Ukrainian officials have warned of weapons shortages at a time when Russia is pressing ahead with renewed attacks.
But to become law, the bill must pass the House as well as the Senate, and the House has not passed any major aid for Ukraine since Republicans took control of the chamber in January 2023.
House Speaker Mike Johnson indicated an unfriendly reception for the bill, saying in a statement that House Republicans wanted tight border security provisions to be included.
“Now, in the absence of having received any single border policy change from the Senate, the House will have to continue to work its own will on these important matters. America deserves better than the Senate’s status quo,” Johnson said in a statement.
Mayorkas impeachment
For months, Republicans had insisted that any additional aid to Israel and Ukraine must also address the high numbers of migrants arriving at the US-Mexico border.

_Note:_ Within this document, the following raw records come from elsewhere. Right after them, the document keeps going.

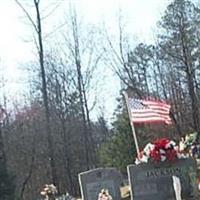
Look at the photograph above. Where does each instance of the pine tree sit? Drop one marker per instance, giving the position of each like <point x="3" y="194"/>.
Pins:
<point x="180" y="42"/>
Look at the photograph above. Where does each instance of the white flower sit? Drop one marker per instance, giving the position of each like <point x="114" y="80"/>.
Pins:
<point x="148" y="148"/>
<point x="144" y="159"/>
<point x="162" y="151"/>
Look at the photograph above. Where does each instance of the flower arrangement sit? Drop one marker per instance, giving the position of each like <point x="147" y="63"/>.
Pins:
<point x="49" y="191"/>
<point x="104" y="195"/>
<point x="159" y="150"/>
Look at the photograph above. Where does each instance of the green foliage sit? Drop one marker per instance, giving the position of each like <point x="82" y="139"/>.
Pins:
<point x="7" y="187"/>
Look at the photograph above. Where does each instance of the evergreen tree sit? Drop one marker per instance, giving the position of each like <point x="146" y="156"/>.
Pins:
<point x="180" y="44"/>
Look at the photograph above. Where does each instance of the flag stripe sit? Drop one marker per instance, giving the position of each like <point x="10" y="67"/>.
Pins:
<point x="149" y="111"/>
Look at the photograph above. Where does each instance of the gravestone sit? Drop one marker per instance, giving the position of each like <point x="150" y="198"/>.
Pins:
<point x="93" y="181"/>
<point x="154" y="181"/>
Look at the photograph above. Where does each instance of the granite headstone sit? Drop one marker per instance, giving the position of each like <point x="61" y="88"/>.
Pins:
<point x="154" y="181"/>
<point x="93" y="181"/>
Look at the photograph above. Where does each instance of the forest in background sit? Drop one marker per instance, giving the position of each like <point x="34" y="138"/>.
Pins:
<point x="53" y="137"/>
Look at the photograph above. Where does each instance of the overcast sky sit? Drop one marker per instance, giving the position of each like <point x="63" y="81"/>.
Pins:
<point x="16" y="47"/>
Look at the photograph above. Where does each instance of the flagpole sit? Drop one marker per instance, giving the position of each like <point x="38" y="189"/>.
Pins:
<point x="132" y="124"/>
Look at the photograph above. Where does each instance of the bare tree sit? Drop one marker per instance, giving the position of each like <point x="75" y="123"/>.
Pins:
<point x="37" y="25"/>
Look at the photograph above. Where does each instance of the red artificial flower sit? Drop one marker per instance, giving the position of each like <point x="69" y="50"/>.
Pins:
<point x="155" y="155"/>
<point x="171" y="154"/>
<point x="161" y="143"/>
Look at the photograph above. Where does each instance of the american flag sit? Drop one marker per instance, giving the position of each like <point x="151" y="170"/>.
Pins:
<point x="149" y="111"/>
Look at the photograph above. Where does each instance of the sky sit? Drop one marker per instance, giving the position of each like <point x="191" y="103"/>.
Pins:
<point x="17" y="48"/>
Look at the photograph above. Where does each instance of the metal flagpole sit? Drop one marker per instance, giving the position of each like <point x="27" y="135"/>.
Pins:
<point x="132" y="125"/>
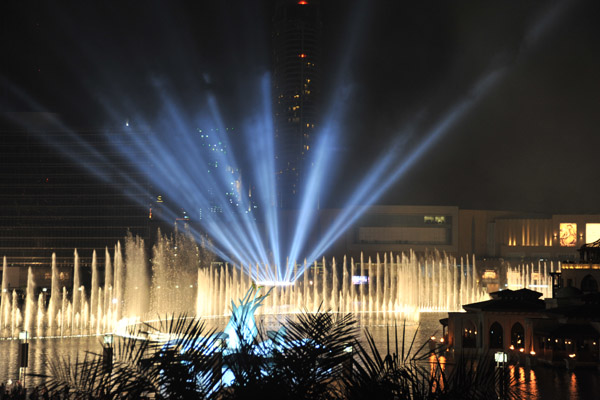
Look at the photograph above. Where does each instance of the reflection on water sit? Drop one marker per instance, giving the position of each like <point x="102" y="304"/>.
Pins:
<point x="540" y="383"/>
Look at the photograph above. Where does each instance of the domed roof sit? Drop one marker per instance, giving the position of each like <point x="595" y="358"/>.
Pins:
<point x="568" y="292"/>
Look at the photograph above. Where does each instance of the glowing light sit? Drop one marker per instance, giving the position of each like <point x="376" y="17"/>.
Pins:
<point x="274" y="283"/>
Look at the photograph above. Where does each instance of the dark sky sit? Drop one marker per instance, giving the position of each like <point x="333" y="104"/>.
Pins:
<point x="528" y="142"/>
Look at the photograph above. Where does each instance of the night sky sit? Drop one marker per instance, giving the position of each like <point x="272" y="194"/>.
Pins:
<point x="530" y="142"/>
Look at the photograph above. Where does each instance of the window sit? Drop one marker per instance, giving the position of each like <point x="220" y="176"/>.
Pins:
<point x="517" y="336"/>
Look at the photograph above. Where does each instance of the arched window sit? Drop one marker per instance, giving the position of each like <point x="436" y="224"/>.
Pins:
<point x="517" y="336"/>
<point x="589" y="284"/>
<point x="469" y="334"/>
<point x="496" y="336"/>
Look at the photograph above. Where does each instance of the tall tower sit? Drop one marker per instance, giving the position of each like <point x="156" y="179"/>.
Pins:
<point x="296" y="74"/>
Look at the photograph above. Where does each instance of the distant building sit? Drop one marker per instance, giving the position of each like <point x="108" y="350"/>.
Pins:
<point x="62" y="190"/>
<point x="296" y="81"/>
<point x="563" y="330"/>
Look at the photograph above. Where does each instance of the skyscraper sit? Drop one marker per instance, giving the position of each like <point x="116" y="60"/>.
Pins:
<point x="296" y="74"/>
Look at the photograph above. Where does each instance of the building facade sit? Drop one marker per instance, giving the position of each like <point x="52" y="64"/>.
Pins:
<point x="62" y="190"/>
<point x="296" y="74"/>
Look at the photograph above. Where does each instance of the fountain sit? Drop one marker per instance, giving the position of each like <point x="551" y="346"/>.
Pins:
<point x="399" y="286"/>
<point x="180" y="281"/>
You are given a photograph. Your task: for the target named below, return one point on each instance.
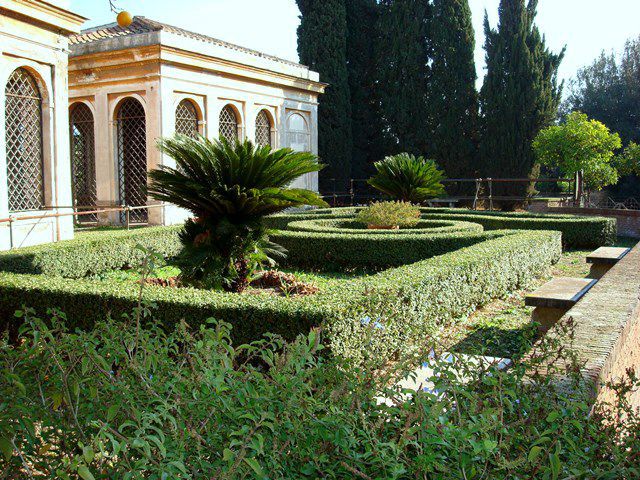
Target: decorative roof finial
(124, 18)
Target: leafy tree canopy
(580, 144)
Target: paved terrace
(607, 326)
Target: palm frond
(408, 178)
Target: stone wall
(607, 327)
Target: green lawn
(503, 328)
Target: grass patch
(503, 328)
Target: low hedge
(577, 231)
(346, 225)
(406, 303)
(91, 253)
(338, 251)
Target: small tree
(229, 188)
(628, 161)
(408, 178)
(580, 144)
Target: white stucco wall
(44, 53)
(211, 93)
(162, 69)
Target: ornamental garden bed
(379, 293)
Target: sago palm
(408, 178)
(229, 188)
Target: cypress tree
(367, 128)
(520, 94)
(453, 100)
(322, 45)
(403, 59)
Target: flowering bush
(390, 214)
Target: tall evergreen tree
(367, 126)
(520, 94)
(403, 59)
(322, 45)
(453, 99)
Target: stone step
(561, 292)
(607, 255)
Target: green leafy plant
(408, 178)
(628, 161)
(580, 144)
(229, 188)
(122, 402)
(389, 214)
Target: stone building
(130, 86)
(35, 170)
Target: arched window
(263, 128)
(23, 135)
(298, 137)
(83, 163)
(229, 124)
(132, 157)
(187, 119)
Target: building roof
(143, 25)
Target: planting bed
(379, 293)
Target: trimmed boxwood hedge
(331, 251)
(346, 225)
(91, 253)
(405, 303)
(577, 231)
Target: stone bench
(435, 202)
(555, 298)
(603, 259)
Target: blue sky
(585, 26)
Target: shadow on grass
(498, 342)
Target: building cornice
(171, 56)
(43, 14)
(198, 61)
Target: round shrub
(577, 231)
(389, 215)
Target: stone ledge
(607, 325)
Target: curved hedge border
(337, 251)
(342, 225)
(577, 231)
(405, 303)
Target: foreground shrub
(408, 178)
(389, 214)
(229, 188)
(128, 402)
(412, 301)
(577, 231)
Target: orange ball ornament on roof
(124, 18)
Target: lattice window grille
(23, 136)
(83, 165)
(229, 124)
(132, 158)
(298, 135)
(187, 119)
(263, 129)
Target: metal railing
(77, 212)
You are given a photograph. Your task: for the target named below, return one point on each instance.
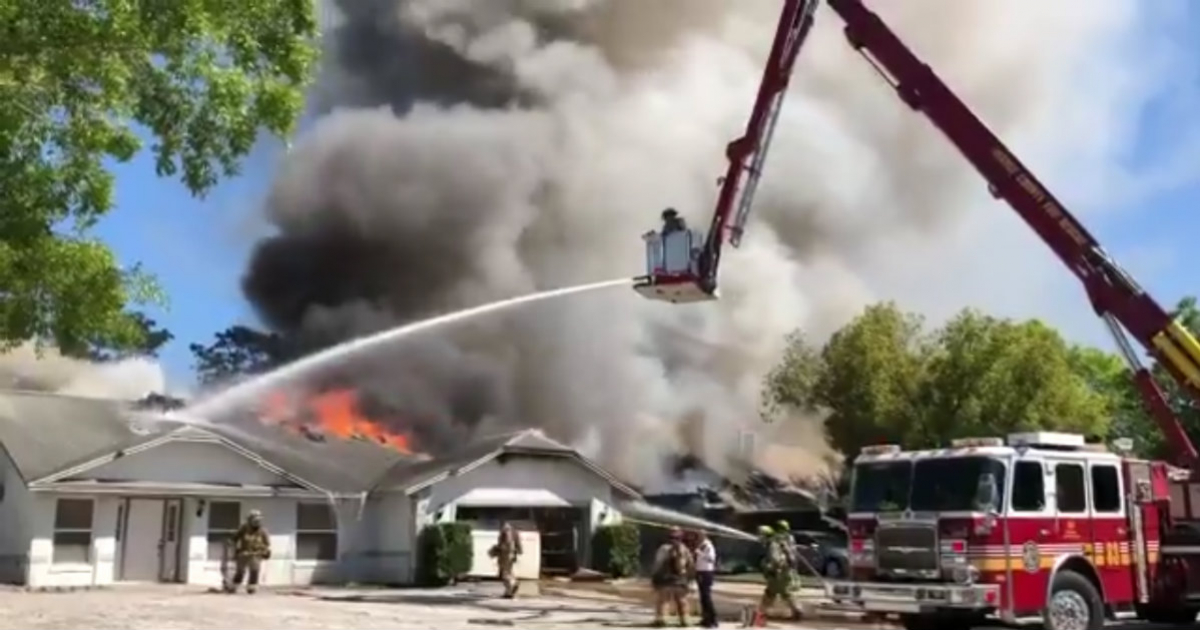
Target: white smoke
(625, 109)
(28, 367)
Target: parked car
(826, 552)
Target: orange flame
(335, 413)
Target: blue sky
(198, 249)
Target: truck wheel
(942, 621)
(1074, 604)
(1162, 615)
(833, 570)
(921, 622)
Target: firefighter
(673, 568)
(251, 546)
(505, 551)
(784, 533)
(672, 221)
(778, 573)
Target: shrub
(616, 550)
(445, 553)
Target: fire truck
(1033, 526)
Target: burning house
(96, 492)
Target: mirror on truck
(987, 496)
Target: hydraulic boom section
(682, 263)
(1125, 306)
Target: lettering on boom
(1039, 196)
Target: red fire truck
(1035, 526)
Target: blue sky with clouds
(198, 249)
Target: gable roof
(47, 433)
(340, 466)
(413, 477)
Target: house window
(225, 519)
(316, 532)
(72, 531)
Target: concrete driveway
(169, 607)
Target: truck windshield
(881, 486)
(949, 484)
(953, 484)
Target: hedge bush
(445, 552)
(616, 550)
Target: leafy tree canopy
(77, 81)
(237, 352)
(885, 378)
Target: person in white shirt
(706, 569)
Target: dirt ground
(167, 607)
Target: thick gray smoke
(468, 150)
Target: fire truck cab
(1035, 527)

But last week, at the urging of former president Donald Trump, most Senate Republicans voted to kill a bipartisan security bill that had been crafted over four months and was seen as the most significant border security and immigration reform effort in at least a decade.
The House instead this week is expected to try again to impeach Biden’s homeland security secretary, Alejandro Mayorkas, the top official responsible for the border.
Schumer stripped the border security language from the bill last week.
Some Republican senators, including those most closely allied with Trump, have called for another overhaul of the bill.
Senator Lindsey Graham said portions of the US aid should be converted into loans and only “lethal aid,” not humanitarian aid, be included in the package. And he called for US border security provisions, although so far his party has not unveiled border-related amendments.